Africa is calling for a fair financial system that treats all nations equally, according to Kenya's President William Ruto, who also chairs the Heads of State Committee on Climate Change.
Speaking on the second day of the Africa Climate Summit, President Ruto said it was not too much to ask as many African nations were facing debt distress due to climate change.
"This is the continent with the highest investment potential. We are only limited by two things: high interest rates for development capital," President Ruto said, adding that nine countries in Africa are already in debt distress, 13 are at high risk and 17 are at medium risk.
He argued that the suffering was global but the African continent was bearing the brunt and that the financial architecture is such that African nations are seen as risky borrowers.
"How do we get Africa to pay five times more?" The president wondered. "We are not asking to be favoured [or] treated differently... We need a conversation."
"Climate change was destroying the economies of African nations and forcing affected countries to divert their budgets and resources meant for economic growth to dealing with the effects of climate change," Dr Ruto said.
"Africa had lost 2.5 million head of livestock, among other things, due to climate change," he said.
He said the summit was both Africa's climate summit and a global pre-COp28 meeting where Africa would speak, and the world would listen.
"The ACS is an orientation to familiarise us with our journey into the future, driven by African solutions," he explained. "We have gathered here to consult, deliberate, collaborate and share the future of climate action globally and for Africa. This summit is about turning ideas into action and forging transformative partnerships to bring our planet back from the brink of climate change."
Acknowledging that there was still a long way to go to achieve Africa's aspirations, he urged all stakeholders to keep their promises, even in difficult times.
Nevertheless, he said, there was a need to move fast because climate change was an emergency that required a commitment to climate action and green growth.
"This African moment is a global moment, we are there in word and deed. I urge everyone at this summit to show bold leadership in support of African aspirations. We have a long way to go and no time to lose. We have the permission of our ancestors to innovate a way, not only to go fast, but to go together," said Dr Ruto.
Even in the face of adversity, the summit host said, there is opportunity. Climate change and the crisis it brings is Africa's opportunity to unlock the vast resources we have for a green energy transition, he said.
President Ruto said Africa has an unprecedented opportunity to turn away from the well-trodden unsustainable path.

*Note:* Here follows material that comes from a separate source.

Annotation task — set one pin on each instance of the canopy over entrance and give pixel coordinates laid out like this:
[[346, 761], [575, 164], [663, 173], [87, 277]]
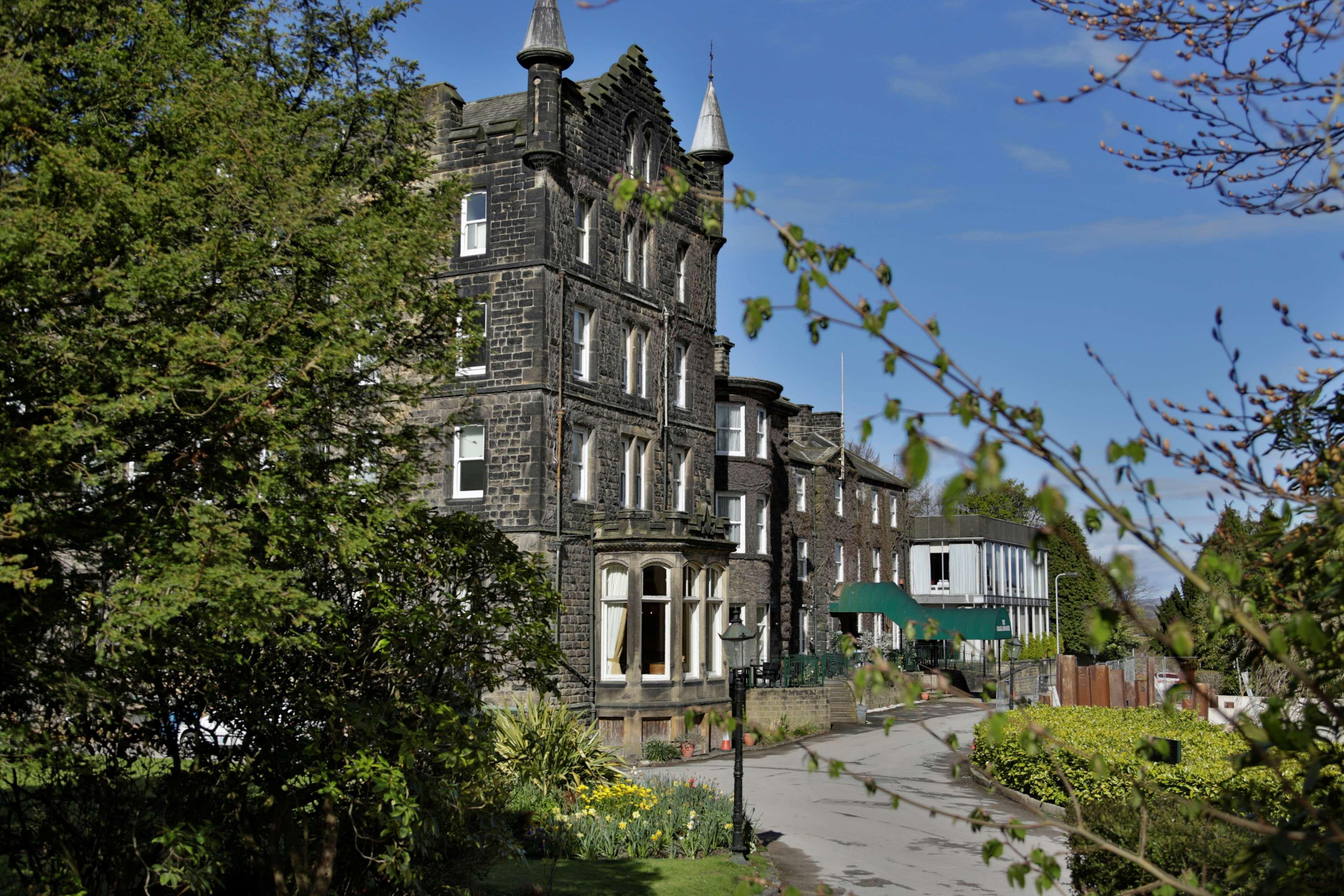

Speaking at the Youth Summit on Sunday, President Ruto said the world had witnessed the immense potential that African youth could unleash.
He added that this underscored the importance of the Youth Commission. Potential and opportunity are all futuristic.
African countries face unique, disproportionate and structural disadvantages that can help them achieve prosperity. And the tragedy of climate change is "relentlessly eating away at this progress", President Ruto lamented, while declaring that the continent will use its capacity to limit its own emissions as a clear pathway to net zero by 2050.
"Furthermore, to achieve green growth, Africa has committed to move quickly to develop the necessary instruments and institutions, with Kenya, as an outcome of the summit, offering to host the Global Centre for Adaptation (GCA)," President Ruto said.
"We have been negatively profiled, the continent of disease, war and poverty, but we are stepping out to say that Africa is home to 60 percent of the world's renewable energy assets," he said.
Standing in for US President Joe Biden, US special climate envoy John Kerry said, "My sense is that after this speech, we have no choice but to act."
"Africa has the greatest opportunity in the world to win this (climate change) dialogue," he added.
"I feel that Africa at this moment offers an enormous opportunity. This problem that we face is man-made. Humanity is being threatened by humanity. We need the Loss and Damage Fund in one year, this year, in Dubai. We can win this battle, but we can only win it if we make fundamental choices," he further said.